April 24, 20177 min read

This poem is about how hard the ages of thirteen to sixteen, and even now, were for me mentally. I experienced a lot of change, and I didn’t express how I felt back then and I barely do it now so this is my outlet for every bottled up feeling I had in middle school and beyond. 

I am thirteen and I am dancing to the soundtrack of my life, around in my room with no idea if my neighbor across the street can see and I do not care. Home is where I feel free. I am constantly surprised. Surprised by my ability to make new friends in a whole new space.,  surprised when those friends don’t feel the same attachment that I do after only a few months of sharing classes. Who wouldn’t want to be reenacting “Grease” numbers, surrounded by these teal walls of mine? I am surprised by those who pay attention to me, and those who don’t. I will grow used to it quickly, I think, forming this exterior over my 13-year-old self, trying to get certain friendships with certain people.
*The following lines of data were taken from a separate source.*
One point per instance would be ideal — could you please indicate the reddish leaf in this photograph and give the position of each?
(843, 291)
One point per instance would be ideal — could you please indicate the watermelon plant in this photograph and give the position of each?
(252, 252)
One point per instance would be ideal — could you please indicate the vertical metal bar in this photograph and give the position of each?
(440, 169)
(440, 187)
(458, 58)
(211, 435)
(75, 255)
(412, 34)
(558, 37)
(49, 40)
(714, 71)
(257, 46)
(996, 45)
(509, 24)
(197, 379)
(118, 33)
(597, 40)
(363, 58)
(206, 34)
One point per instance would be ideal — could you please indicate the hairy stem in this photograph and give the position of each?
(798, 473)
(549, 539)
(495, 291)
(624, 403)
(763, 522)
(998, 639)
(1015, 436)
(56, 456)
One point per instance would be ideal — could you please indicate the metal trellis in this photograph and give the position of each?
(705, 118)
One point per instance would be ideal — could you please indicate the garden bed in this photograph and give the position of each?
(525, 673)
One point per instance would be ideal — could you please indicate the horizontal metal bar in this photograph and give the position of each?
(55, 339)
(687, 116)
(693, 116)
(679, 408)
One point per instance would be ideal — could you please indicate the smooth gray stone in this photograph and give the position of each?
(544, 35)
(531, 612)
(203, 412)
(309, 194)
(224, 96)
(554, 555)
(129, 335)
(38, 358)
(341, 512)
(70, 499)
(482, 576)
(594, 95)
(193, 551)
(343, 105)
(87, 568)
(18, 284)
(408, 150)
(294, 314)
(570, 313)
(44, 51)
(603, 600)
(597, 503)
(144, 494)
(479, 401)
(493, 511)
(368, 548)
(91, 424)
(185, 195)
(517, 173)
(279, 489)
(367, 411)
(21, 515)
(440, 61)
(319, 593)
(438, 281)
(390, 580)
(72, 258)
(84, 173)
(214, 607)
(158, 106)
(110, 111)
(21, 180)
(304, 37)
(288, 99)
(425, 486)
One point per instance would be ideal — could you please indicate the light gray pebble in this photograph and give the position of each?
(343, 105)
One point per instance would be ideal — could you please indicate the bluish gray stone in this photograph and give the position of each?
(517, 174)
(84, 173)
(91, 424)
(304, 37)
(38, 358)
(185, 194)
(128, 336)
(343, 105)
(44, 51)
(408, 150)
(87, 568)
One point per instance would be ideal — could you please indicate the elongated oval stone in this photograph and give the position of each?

When I look back, trying to chip away at the sham of a personality I am putting up, I hope I have learned how little it was worth to try so hard. It hurts as the music pulses through my room and it will continue to hurt.

I am fourteen and I feel as if I am on fire. I feel like I am burning, whether it is out or with greatness, I’m not sure. Every day there is more fuel added to the flames and I can barely contain myself. My limbs feel like they are livewired in certain rooms, around certain people. Parts of the kindle are positive, my new found friendships and how I have learned how to make middle school teachers laugh. Others are negative, how the girl across from me in science will have a quick upturn of the corners of her mouth when I say something to get a laugh and she hadn’t quite deemed me worthy of one yet. the way I fill with my first true drops of anxiety at the sight of my best friend in pain, bearing her scars so unwillingly to our seventh-period gym class. Every day I tell myself to not react to the way their eyes take in my actions, to not care about whether they find me too loud or too quiet. It doesn’t work as well as I like to pretend it does. That’s how I am this year: finding the area between too loud and too quiet and never quite resting there long enough.

I am fifteen and I am in a coming of age film. Only in my mind, but that is enough for me. My friends and their battles with each other provide the much needed dynamic between supporting characters. My mistakes are the life lessons younger girls would take to heart. Some are year long mistakes I don’t realize I am making until that boy sent a certain text, some are immediate and fill my gut with a sense of horror. My battle with my emotions and constant itch to do something irrational and so typically teenager is the plot that some would deem worthless, other sentimentalists like me find fascinating even as I experience them. I have no clue what was happening, I feel as if this is okay. That my battle with my level of volume is over and I am now existing in this ever-confused state, a mantra of “this is what high school is” playing in my mind.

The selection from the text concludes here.